Ukrainian President Volodymyr Zelenskyy urged allies to provide Ukraine with air defense weapons after a wave of explosives-laden Russian drones hit Kyiv on Monday, killing four people.
"To guarantee the protection of our skies and reduce the possibilities for Russian terrorists to zero, we need significantly more air defense systems and more missiles for those systems,'' he said in his nightly video address Monday.
"The world can and must stop this terror," he said.
Some of the drones that hit Kyiv on Monday set buildings ablaze, while another ripped a hole in one building. Zelenskyy said Ukrainian forces had shot down 37 drones and some cruise missiles during a 12-hour period.
The attacks came a week after Russian missile strikes broke months of relative calm in Kyiv.
White House press secretary Karine Jean-Pierre told reporters Monday that the attacks continue "to demonstrate [Russian President Vladimir] Putin's brutality." She said the United States will hold Russia accountable for "its war crimes."
U.N. Secretary-General Antonio Guterres was "deeply disturbed by the continuing missile and drone attacks against Ukrainian cities and towns," according to U.N. spokesman Stephane Dujarric. Guterres called for the attacks "to immediately cease and for urgent de-escalation."
Ukrainian officials said the drones were Iranian-made Shahed models. Russia has used them to carry out so-called kamikaze attacks, in which the aircraft is intentionally crashed into a target.
Zelenskyy, citing Ukrainian intelligence services, previously alleged that Russia had ordered 2,400 of the Shahed drones from Iran and then rebranded them as Geran-2 drones — meaning "geranium" in Russian. Iran has denied supplying Russia with drones.
U.S. State Department spokesperson Vedant Patel said Monday that Iran's supplying the drones to Russia is a violation of a U.N. Security Council resolution endorsing the 2015 nuclear deal between Iran and six world powers.
A senior U.S. defense official said Monday that Russia was hitting civilian targets indiscriminately "to instill terror among the Ukrainian population."
"The targets that the Russians are selecting speak for themselves ... nonmilitary targets, innocent civilians with no military value," the defense official said.
The drones pack an explosive charge and can linger over targets before nosediving into them. They are relatively cheap, costing about $20,000. Western nations have promised to bolster Ukrainian air defenses with systems that can shoot down drones, but much of that weaponry has yet to arrive.

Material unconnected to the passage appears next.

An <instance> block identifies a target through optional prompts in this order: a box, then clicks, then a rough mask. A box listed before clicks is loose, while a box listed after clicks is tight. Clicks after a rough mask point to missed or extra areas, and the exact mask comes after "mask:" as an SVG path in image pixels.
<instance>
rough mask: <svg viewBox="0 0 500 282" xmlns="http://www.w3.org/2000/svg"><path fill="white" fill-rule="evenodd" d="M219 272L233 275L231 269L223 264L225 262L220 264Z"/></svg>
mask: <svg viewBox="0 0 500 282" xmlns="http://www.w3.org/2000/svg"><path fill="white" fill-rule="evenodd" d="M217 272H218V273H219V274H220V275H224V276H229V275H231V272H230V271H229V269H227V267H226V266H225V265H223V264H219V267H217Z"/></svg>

Kyiv Mayor Vitali Klitschko said Monday's barrage came in successive waves of 28 drones, with the central Shevchenko district one of the neighborhoods hit, the same area where Russian missiles struck last week. Some Ukrainians say they fear the drone attacks could become commonplace as Russia tries to avoid depleting its stockpiles of precision long-range missiles.

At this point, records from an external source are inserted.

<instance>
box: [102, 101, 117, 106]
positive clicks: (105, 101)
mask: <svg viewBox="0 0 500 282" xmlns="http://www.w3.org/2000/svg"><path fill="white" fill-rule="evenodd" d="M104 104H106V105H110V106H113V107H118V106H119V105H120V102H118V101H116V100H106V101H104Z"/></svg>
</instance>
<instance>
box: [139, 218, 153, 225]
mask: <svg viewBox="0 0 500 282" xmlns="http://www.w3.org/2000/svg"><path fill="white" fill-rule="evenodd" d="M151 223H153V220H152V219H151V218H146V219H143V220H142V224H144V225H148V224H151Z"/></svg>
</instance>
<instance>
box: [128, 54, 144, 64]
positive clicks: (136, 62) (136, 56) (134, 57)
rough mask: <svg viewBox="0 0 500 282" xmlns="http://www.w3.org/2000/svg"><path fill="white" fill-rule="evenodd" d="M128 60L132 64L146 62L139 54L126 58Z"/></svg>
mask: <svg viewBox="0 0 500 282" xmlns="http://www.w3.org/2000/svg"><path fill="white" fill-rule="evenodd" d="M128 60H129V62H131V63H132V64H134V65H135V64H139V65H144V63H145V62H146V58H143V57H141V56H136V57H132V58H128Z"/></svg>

Ukrainian Foreign Minister Dmytro Kuleba said he asked the European Union Foreign Affairs Council for more air defense and supplies of ammunition while calling on the EU to sanction Iran "for providing Russia with drones."
Last week's attacks interrupted a long stretch of relative quiet in Kyiv.
Putin said those strikes and the ones elsewhere were in retaliation for an attack on the Kerch Bridge linking the Russian mainland to the Crimean Peninsula, which Russia seized in 2014.
In other developments Monday, Russia and Ukraine carried out a prisoner swap.
The Ukraine presidency's chief of staff, Andriy Yermak, said 108 Ukrainians were freed, all of them women.
The Russian Defense Ministry said 110 Russians were released, including 72 seamen from commercial vessels who had been held since February.
Also Monday, a Russian warplane crashed into a residential area in the Russian port city of Yeysk, engulfing an apartment building in fire and killing four people.
The Russian Defense Ministry said the plane was on a training mission when one of its engines caught fire. The plane's crew safely ejected before the crash.
Local authorities said the plane crash ignited a massive fire, engulfing several floors of a nine-story apartment building in Yeysk, on the Sea of Azov. In addition to the four deaths, officials said six people were missing and 25 others injured.
The Defense Ministry said the plane was a Su-34 bomber, a supersonic twin-engine plane that Russia has been using during its war in Ukraine.
Some information for this story came from The Associated Press, Agence France-Presse and Reuters.